Is it? Is it really? Then why, praytell, aren't you duplicating it at the major-league level?
Folks, the MLB is trying to sell this new program as a breakthrough, a final solution, a sweeping reform. What it
is, is giving the toothless dog a molar. Compare, if you will:
The minor league program has year-round, random testing, up to four tests per year per player, and a 15-day suspension for the first offense. They also ban amphetamines and other stimulants.
Contrast this with the current major-league program: "survey testing" of a set number of players one year, with random testing the
next year if more than 5% came up positive. The survey tests were non-punishable, by the way. No treatment, no nothing, for those who tested positive. Well over the requisite 5% did indeed come back positive, so now we have random testing--and if there's a way to get someone tested because there is reasonable cause to suspect them of using, I haven't heard of it. First offenders are put in treatment, a second offense gets a 15-day suspension, and the release of the players' name and offense to the media, largely by virtue of the fact that other suspensions are couched in terms of games, not days. They have to test positive
five times to get a one-year suspension, and it'll take the better part of three seasons to come to that point, since they can only be tested twice per season, and not at all in the offseason.
Finally we come to the new program, as reported thus far; it hasn't actually been offically spelled out yet. There will still be random testing. A first offense results in a suspension of
up to ten days, and the one-year suspension kicks in at the fourth offense. There may or may not be an increase in maximum allowable tests per year per player. If they do, it won't exceed the minor-league limit of four. Offseason testing may or may not be on the menu. Testing will not include the amphetamines or stimulants banned in the minor leagues, use of which many consider an epidemic in the majors.
It's a change, but not much of one.
Oh, and Bud? The minor-league testing system isn't the best in sports. That distinction belongs to World Anti-Doping Agency's testing code, which governs most Olympic sports. The penalty under WADA is a two-year suspension for the first offense and a lifetime ban for the second, barring mitigating circumstances. And they test for many substances that baseball doesn't, at any level.
Baseball already has its testing done in IOC (International Olympic Committee) labs, which are arguably the best drug-testing facilities in the world.

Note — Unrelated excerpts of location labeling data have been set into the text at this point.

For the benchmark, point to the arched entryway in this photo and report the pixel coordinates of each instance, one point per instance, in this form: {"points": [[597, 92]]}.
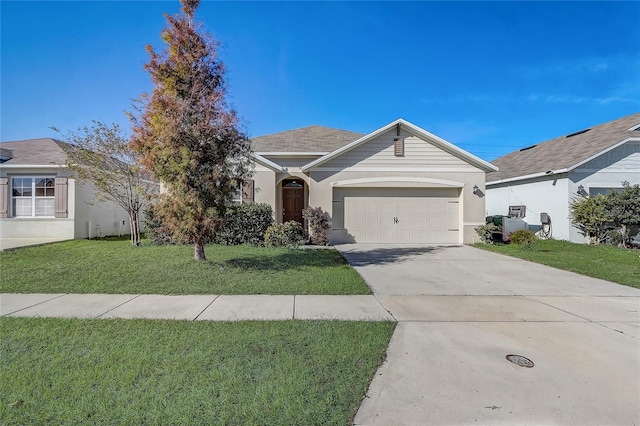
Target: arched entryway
{"points": [[292, 200]]}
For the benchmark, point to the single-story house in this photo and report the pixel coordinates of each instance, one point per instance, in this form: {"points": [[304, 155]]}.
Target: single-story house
{"points": [[397, 184], [544, 178], [40, 199]]}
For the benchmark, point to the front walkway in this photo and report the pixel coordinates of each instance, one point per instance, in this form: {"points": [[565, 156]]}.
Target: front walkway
{"points": [[463, 311], [194, 307]]}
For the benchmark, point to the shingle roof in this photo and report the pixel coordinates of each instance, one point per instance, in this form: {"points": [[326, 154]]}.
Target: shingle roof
{"points": [[306, 139], [45, 152], [564, 152]]}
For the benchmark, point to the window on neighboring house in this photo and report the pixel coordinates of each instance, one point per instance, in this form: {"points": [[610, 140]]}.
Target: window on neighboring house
{"points": [[237, 195], [602, 190], [33, 196]]}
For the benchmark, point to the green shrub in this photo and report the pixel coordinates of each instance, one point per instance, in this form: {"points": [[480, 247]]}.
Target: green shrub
{"points": [[485, 232], [522, 237], [318, 225], [288, 234], [153, 229], [245, 223]]}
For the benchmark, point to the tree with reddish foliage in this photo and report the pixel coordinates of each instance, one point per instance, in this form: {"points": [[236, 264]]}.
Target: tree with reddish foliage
{"points": [[187, 135]]}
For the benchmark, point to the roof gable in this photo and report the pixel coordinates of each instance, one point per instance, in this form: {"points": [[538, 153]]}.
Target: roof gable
{"points": [[567, 152], [402, 125], [311, 139], [44, 152]]}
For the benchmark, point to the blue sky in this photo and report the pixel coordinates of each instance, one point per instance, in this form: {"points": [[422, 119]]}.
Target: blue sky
{"points": [[490, 77]]}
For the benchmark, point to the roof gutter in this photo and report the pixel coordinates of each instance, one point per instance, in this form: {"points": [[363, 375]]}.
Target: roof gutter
{"points": [[532, 176], [32, 166]]}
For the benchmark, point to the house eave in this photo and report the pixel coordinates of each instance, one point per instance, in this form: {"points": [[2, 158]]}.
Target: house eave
{"points": [[291, 154], [568, 169], [417, 131], [32, 166], [267, 163], [548, 173]]}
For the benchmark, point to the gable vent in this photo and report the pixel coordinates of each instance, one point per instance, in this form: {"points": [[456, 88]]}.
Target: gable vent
{"points": [[398, 147], [577, 133]]}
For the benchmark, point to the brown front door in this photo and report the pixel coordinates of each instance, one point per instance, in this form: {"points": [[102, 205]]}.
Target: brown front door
{"points": [[293, 203]]}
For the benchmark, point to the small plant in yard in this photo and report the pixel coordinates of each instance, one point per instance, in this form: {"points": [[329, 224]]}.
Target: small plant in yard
{"points": [[246, 224], [318, 225], [288, 234], [485, 232], [522, 237], [154, 230]]}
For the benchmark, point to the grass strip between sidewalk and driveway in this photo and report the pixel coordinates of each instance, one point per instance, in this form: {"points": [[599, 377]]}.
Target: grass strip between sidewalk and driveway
{"points": [[115, 266], [70, 371], [609, 263]]}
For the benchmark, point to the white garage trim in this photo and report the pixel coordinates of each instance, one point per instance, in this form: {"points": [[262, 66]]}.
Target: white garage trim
{"points": [[397, 215], [409, 181]]}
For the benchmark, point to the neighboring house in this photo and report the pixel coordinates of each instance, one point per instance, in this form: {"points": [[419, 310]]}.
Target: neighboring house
{"points": [[545, 177], [40, 199], [398, 184]]}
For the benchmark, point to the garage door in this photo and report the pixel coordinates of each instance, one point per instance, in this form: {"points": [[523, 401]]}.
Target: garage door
{"points": [[402, 216]]}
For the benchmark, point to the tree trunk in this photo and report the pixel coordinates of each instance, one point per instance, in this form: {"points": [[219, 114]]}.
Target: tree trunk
{"points": [[134, 223], [198, 251]]}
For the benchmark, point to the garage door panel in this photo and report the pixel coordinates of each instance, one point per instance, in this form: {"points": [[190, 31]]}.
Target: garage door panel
{"points": [[416, 218]]}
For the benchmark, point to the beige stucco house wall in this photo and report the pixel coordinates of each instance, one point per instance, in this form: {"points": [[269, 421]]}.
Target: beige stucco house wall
{"points": [[71, 211], [398, 184]]}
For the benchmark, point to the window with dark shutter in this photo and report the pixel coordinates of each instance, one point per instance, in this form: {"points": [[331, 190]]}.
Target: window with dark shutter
{"points": [[62, 197], [398, 147], [4, 197], [247, 191]]}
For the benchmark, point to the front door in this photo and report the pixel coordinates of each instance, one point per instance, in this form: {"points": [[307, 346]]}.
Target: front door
{"points": [[292, 202]]}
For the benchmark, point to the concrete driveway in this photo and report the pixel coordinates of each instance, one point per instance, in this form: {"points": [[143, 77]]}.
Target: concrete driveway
{"points": [[462, 311]]}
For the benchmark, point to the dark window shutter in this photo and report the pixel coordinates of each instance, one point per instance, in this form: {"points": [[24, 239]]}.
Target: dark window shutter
{"points": [[4, 197], [62, 197], [247, 191], [398, 147]]}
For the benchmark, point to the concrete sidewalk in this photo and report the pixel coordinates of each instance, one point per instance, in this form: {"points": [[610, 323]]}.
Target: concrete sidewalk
{"points": [[195, 308], [463, 311]]}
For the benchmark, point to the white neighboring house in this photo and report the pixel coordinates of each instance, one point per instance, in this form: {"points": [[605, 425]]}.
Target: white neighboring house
{"points": [[545, 177], [39, 198]]}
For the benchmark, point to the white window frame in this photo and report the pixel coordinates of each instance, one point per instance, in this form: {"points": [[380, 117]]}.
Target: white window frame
{"points": [[237, 195], [33, 196]]}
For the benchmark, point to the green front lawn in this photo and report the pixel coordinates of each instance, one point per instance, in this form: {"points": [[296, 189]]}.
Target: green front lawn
{"points": [[69, 371], [114, 266], [606, 262]]}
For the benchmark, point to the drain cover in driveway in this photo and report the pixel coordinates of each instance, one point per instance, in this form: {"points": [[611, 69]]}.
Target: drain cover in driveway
{"points": [[520, 360]]}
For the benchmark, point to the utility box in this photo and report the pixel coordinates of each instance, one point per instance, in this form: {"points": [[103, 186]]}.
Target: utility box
{"points": [[511, 224]]}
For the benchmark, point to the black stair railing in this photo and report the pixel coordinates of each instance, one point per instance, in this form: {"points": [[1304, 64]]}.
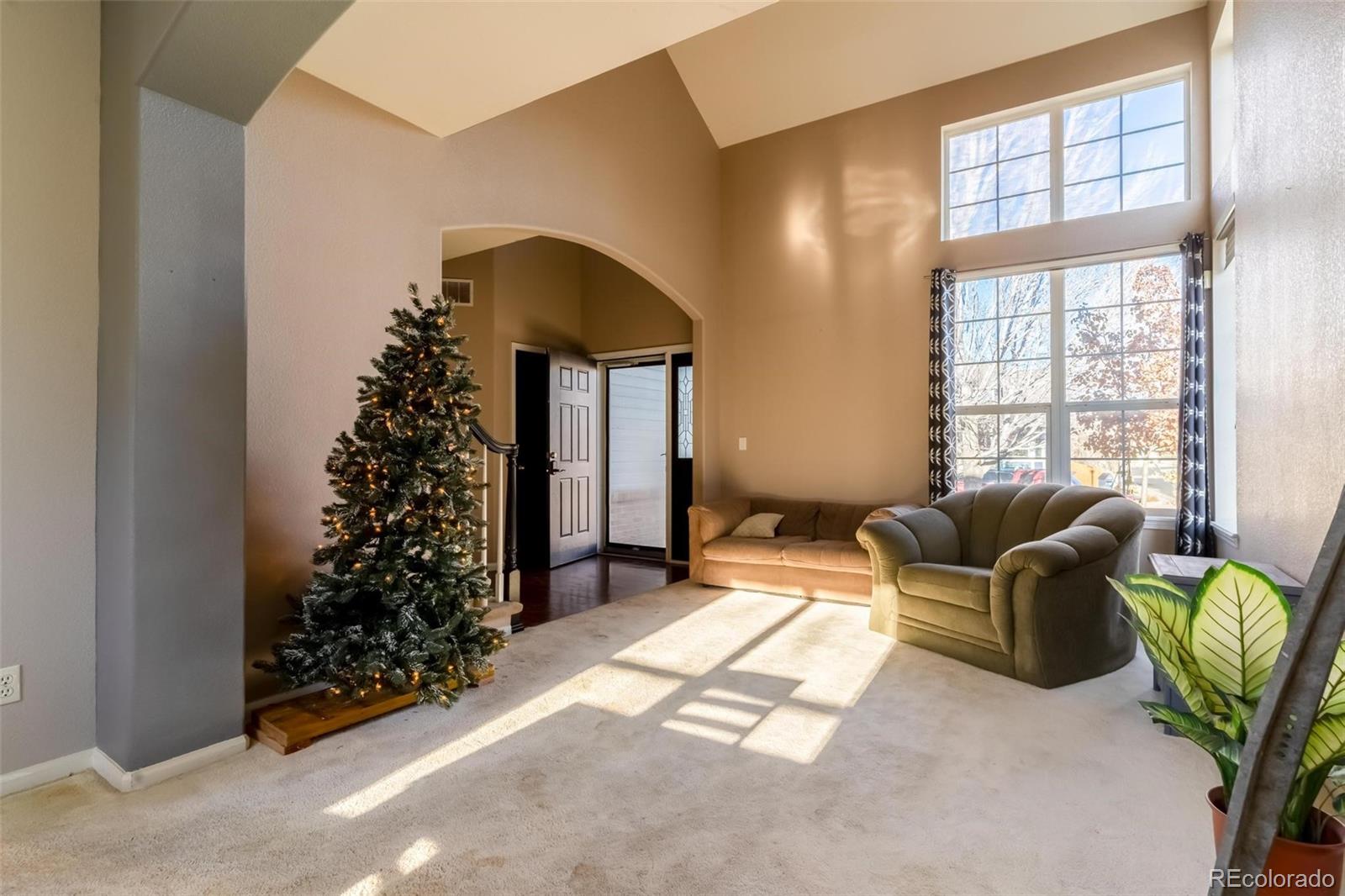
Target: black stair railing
{"points": [[510, 529]]}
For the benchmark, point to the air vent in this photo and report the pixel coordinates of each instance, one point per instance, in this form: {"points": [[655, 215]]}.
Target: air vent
{"points": [[459, 293]]}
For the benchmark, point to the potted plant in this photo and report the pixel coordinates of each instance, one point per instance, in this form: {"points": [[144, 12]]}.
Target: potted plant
{"points": [[1219, 647]]}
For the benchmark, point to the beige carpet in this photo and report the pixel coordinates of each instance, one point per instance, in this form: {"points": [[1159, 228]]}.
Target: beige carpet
{"points": [[685, 741]]}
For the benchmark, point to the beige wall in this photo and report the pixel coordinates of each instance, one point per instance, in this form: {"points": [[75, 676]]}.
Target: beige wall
{"points": [[829, 230], [1290, 269], [555, 293], [49, 307], [622, 309], [346, 205], [551, 293]]}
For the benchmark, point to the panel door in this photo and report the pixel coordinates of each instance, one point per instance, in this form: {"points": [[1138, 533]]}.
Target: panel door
{"points": [[572, 461]]}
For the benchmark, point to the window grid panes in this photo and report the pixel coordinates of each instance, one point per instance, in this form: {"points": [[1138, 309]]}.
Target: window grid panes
{"points": [[1123, 152], [1120, 367], [1000, 178], [1002, 380], [1113, 154]]}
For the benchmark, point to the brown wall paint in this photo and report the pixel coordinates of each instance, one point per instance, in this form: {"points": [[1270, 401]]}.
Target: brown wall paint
{"points": [[829, 230], [50, 374], [551, 293], [346, 203], [1290, 269], [622, 309], [555, 293]]}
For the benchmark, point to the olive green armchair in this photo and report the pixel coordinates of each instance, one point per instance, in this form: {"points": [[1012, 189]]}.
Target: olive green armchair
{"points": [[1012, 579]]}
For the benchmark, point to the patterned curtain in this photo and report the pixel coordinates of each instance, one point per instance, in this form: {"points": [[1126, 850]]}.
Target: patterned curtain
{"points": [[942, 439], [1194, 535]]}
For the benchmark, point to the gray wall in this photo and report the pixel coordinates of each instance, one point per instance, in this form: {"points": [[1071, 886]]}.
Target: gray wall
{"points": [[49, 319], [172, 362], [187, 470], [1290, 275]]}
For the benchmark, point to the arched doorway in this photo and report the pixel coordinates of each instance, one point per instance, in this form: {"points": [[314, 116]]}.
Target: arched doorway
{"points": [[585, 365]]}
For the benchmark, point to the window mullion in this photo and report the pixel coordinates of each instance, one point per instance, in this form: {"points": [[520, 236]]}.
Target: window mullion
{"points": [[1058, 450], [1058, 165]]}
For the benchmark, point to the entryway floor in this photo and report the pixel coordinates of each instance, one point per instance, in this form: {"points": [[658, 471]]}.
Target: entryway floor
{"points": [[551, 593]]}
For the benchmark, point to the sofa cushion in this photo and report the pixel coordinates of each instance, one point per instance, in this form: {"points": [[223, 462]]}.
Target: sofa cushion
{"points": [[841, 556], [840, 522], [961, 586], [800, 517], [750, 551]]}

If they really wanted to clean up the game (and they don't), they'd put testing policy into WADA's hands. WADA has the labs, the personnel, the panels to adjudicate appeals. They have objective officials to levy the sanctions, committees that constantly review and debate the issues around testing and alter policy as the times and the available substances change. The Olympics are clean because WADA makes them clean. They could do the same for baseball, and relieve the unions and the owners of the burdens of policing in the bargain.